Reeling emotionally from the storm is just overwrought writing and really out of place here. Don't be afraid to be plain. Aisha was raped by a man she trusted. We don't need to be told she's reeling; WE are reeling with her.

 With the clock ticking out the seconds of Teju's life, and the struggling through hospital visits, endless tests and fainting spells, the extraordinary bond between both women deepens. As Aisha works on piecing her life together, she watches Teju's own fade away. Determined to make Teju's final days as joyful and painless as possible, she keeps Henry's brutal attack to herself. 

 The charade is kept up until she When Aisha discovers she is pregnant, and soon her secret is out. Her reticent friendship with Teju is disrupted, and she faces the risk of losing everything she has ever cared for. She must decide the depth of her loyalty, how far she could go for love, and, in the face of devastating heartbreak, learn how to hope again.

 Reticent is the wrong word here. It's a word that describes a person not a friendship. You might have meant nascent. But, nascent would imply she's just now becoming friends with Teju, and that doesn't feel right. Aishu is choosing to stay with her; surely that means they were friends of long standing.

I also don't understand what any of "risk of losing everything" etc means. She is going to lose Teju. I hope she's kicking Henry to the curb in terms of any kind of filial devotion. What else does she have to lose? Be specific here. Specificity will engage your readers; generalities will not.

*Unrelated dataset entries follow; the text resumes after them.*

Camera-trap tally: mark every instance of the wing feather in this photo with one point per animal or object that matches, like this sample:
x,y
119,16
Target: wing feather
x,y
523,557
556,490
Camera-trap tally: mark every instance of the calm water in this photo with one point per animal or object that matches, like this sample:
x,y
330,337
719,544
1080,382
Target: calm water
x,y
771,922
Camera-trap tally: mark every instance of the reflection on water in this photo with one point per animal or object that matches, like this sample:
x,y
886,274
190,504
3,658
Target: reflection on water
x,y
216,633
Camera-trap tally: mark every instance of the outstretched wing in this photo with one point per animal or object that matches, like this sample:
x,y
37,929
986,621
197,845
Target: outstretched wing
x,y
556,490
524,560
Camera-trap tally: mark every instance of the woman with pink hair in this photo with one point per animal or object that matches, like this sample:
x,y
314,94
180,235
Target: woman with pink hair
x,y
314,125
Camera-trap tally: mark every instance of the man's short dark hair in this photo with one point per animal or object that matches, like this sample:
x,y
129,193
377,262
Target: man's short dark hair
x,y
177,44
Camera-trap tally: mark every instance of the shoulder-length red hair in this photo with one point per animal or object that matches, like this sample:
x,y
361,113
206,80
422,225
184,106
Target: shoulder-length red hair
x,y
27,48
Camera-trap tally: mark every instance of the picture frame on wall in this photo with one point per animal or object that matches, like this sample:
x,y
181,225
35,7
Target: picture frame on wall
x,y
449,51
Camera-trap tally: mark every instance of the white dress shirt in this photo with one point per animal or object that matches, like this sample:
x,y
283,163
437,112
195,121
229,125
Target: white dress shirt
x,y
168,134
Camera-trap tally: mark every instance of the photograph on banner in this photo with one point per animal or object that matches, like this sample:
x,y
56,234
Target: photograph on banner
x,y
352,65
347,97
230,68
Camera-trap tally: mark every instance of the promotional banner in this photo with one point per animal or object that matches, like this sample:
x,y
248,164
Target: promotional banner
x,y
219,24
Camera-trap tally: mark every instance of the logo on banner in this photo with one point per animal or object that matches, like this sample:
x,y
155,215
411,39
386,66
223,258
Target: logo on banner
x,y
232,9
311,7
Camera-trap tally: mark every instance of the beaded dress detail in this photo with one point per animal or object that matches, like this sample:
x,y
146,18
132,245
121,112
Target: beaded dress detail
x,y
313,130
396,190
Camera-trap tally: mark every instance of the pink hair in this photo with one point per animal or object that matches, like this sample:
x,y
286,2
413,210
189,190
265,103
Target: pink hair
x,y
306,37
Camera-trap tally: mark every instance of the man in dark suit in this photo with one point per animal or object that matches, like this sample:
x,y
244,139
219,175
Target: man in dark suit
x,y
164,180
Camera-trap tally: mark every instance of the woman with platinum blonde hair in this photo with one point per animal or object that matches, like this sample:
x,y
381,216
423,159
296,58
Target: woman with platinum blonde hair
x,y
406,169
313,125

WHEN I WAKE, a one sided narrative adult fiction is complete at 95,000 words. I have attached included the first chapter as required and would be happy to send the completed manuscript on request.

I'm not sure what one sided means here.  
Unless instructed otherwise, you'll include the pages in the email NOT attach them as a document of any sort.

Thank you for your time and consideration.


You should query every agent who represents commercial fiction, literary fiction or women's fiction. Do not limit yourself to agents who've expressed interest in African stories. As far as I can see here, there is nothing uniquely African in this story. It's much more of a universal story. That it is set in Africa (I assume) is a bonus.

 I'm not sure if English is your first or second language. If it's your second, get a native speaker to review this with you to pick out problems like "reticent." If it's your first language, get a good copy editor to help you find problems like "reticent."

Revise with an eye to being very specific about what's at stake for Aisha.